Quelques mini récits de « Spirou » que j’avais là-aussi découpés et brochés, de ce petit prince de l’absurde qu’était Hubuc, « De temps en temps », aventure de l’agent Michel Costume qui se passe à New Paris, une jolie histoire de science fiction à la Sheckley, ou toujours de Hubuc « La Légende du Rollmops », conte slave par l’oncle Boris Feodorovitch avec une fausse couverture à la Bilibine et « Faites vos Jeux », seconde aventure après « Il suffit d’un cheveu » du roi Bubul 1er qui s’ennuie à mourir dans son palais malgré ses 32 limousines, sa télé à trois dimensions, etc…
Tiens, pourquoi Dupuis ne nous ferait-il pas un beau coffret de mini récits ?Ca serait formidable.
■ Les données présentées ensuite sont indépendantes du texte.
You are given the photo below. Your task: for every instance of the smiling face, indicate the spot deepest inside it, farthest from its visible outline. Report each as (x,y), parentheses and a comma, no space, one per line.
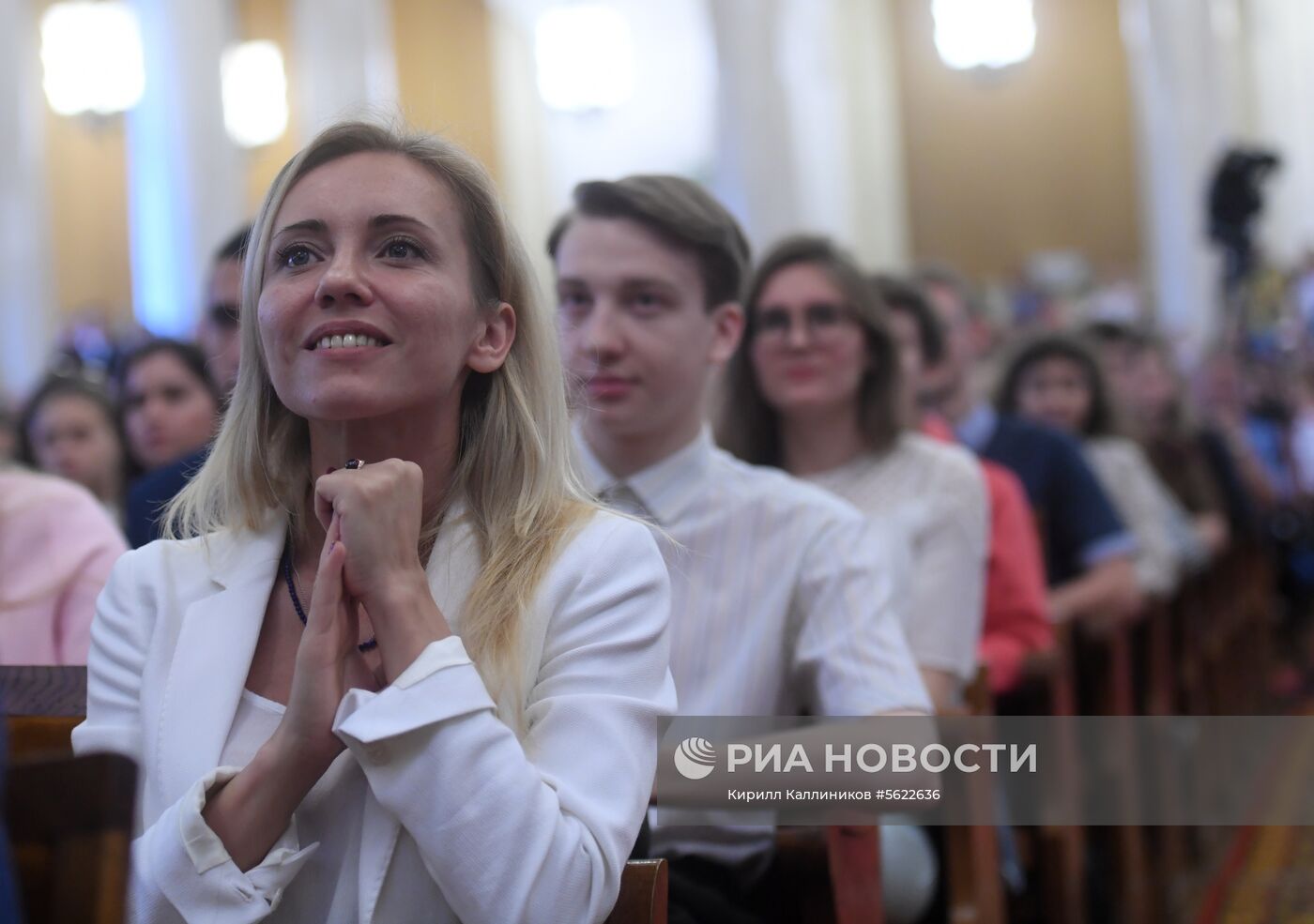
(168,413)
(72,437)
(636,334)
(367,305)
(1055,391)
(808,351)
Ensuite Hubuc passa à « Pilote » avec la série « Aéromedon Populaire » qui était signée Fred (homme de lettres et fin diseur), pour le scénario et pour l’illustration Hubuc (peintre mondain et de genre), avec des couvertures très début de siècle (le XXème).
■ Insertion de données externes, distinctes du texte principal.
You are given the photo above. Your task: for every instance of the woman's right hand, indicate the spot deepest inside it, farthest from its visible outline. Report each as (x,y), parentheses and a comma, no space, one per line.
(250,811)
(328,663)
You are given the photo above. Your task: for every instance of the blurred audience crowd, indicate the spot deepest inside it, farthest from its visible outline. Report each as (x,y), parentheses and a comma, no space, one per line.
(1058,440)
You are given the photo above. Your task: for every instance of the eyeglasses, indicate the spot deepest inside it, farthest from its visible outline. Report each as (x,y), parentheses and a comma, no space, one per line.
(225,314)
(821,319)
Je retrouve « Les deux orphelines » avec en exergue un proverbe du pays d’Ouble, deux orphelines averties en valent quatre, « Le Comte Onanioref », mélodrame invisible avec une image blanche puisque l’homme est invisible, « Zozzo, le justicier analphabète », « Plombax, le plombier masqué », « Kleptopik – Le Copomartopicophile » et « Mandrax, le roi de la magie », ainsi que 4 pages d’un autre que je n’ai su identifier.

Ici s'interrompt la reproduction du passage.